Após quatro anos, sabe-se muito sobre o governo Bolsonaro, mas pouco sobre os planos do petista
Por Marcelo Godoy (foto)
O tenente-coronel Mauro Cesar Cid Barbosa se levantou da cadeira na plateia do estúdio e se dirigiu em passo acelerado até o presidente Jair Bolsonaro. Queria levar uma última instrução para o chefe, pouco antes do início do debate promovido pelo Estadão e pelo SBT – entre outros. O militar fardado, homem da Ajudância de Ordens do Planalto, uniu-se ao ministro das Comunicações, Fábio Faria, e a outro assessor do candidato à reeleição.
Cid é pessoa conhecida em Brasília. Oficial da Artilharia como o presidente, sempre está ao lado deste. Laços de amizade unem sua família à do chefe – seu pai, o general Mauro Cesar Lorena Cid, é colega de academia de Bolsonaro. Desde os primeiros dias do governo, o coronel acompanha as lives presidenciais. Chegou mesmo a se ver envolvido no inquérito policial a respeito de atos antidemocráticos. Fazia – ele admitiu – o papel de leva e traz de informações de blogueiros para o presidente.
Cid cuida das preocupações do dia a dia de Bolsonaro. Mostra-se a todos como um dos símbolos da onipresença militar na Esplanada. A exemplo dele, outros milhares de oficiais ocupam cadeiras nos ministérios. Após quase quatro anos, sabe-se muito sobre o governo Bolsonaro. Seus atos passaram pelo escrutínio judicial. Seus erros foram expostos e seus resultados – ou a ausência deles –, conhecidos. É possível que mais ainda exista nos arcani imperii do Planalto, afinal, o palácio, como advertia Baruch Spinoza, sempre pode “estender armadilhas aos cidadãos como as lançadas ao inimigo em tempo de guerra”.

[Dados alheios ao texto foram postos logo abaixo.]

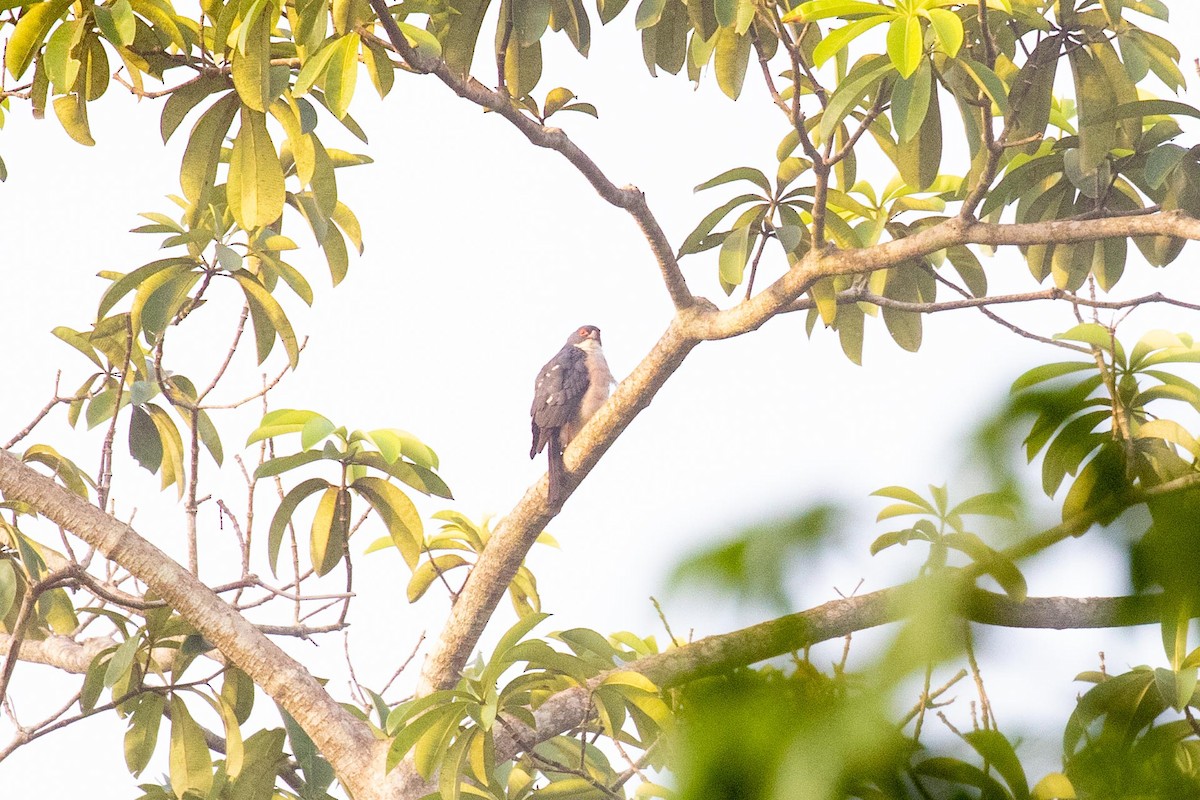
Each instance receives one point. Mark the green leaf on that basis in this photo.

É o julgamento do atual governo – reprovado nas pesquisas de opinião – que provoca uma assimetria nessa campanha eleitoral: ninguém se questiona sobre quem seria o “coronel Cid” de Luiz Inácio Lula da Silva ou o que o petista pensa a respeito da presença militar na Esplanada. Não se sabe como ele pretende lidar com a economia em um mundo afetado por novos conflitos geopolíticos e antigos desafios, como a desigualdade no País. Ou como impedir a corrupção e se relacionar com um Congresso que domina 50% dos investimentos do orçamento. Enfim, quais grupos de pressão apostam no candidato mais bem posicionado nas pesquisas de intenção de voto?
O eleitor tem o direito de saber o que pensa Lula para que a democracia não se transforme na plutocracia demagógica vislumbrada por Vilfredo Pareto. O petista recuperou os direitos políticos. Ganhou um habeas corpus do STF. Quer agora recuperar a Presidência. E usa um novo HC: Bolsonaro. Mas, ao contrário de seu oponente, Lula não parece se armar para ser um profeta. Não devia esquecer a lição da Florença renascentista: os profetas desarmados se arruínam.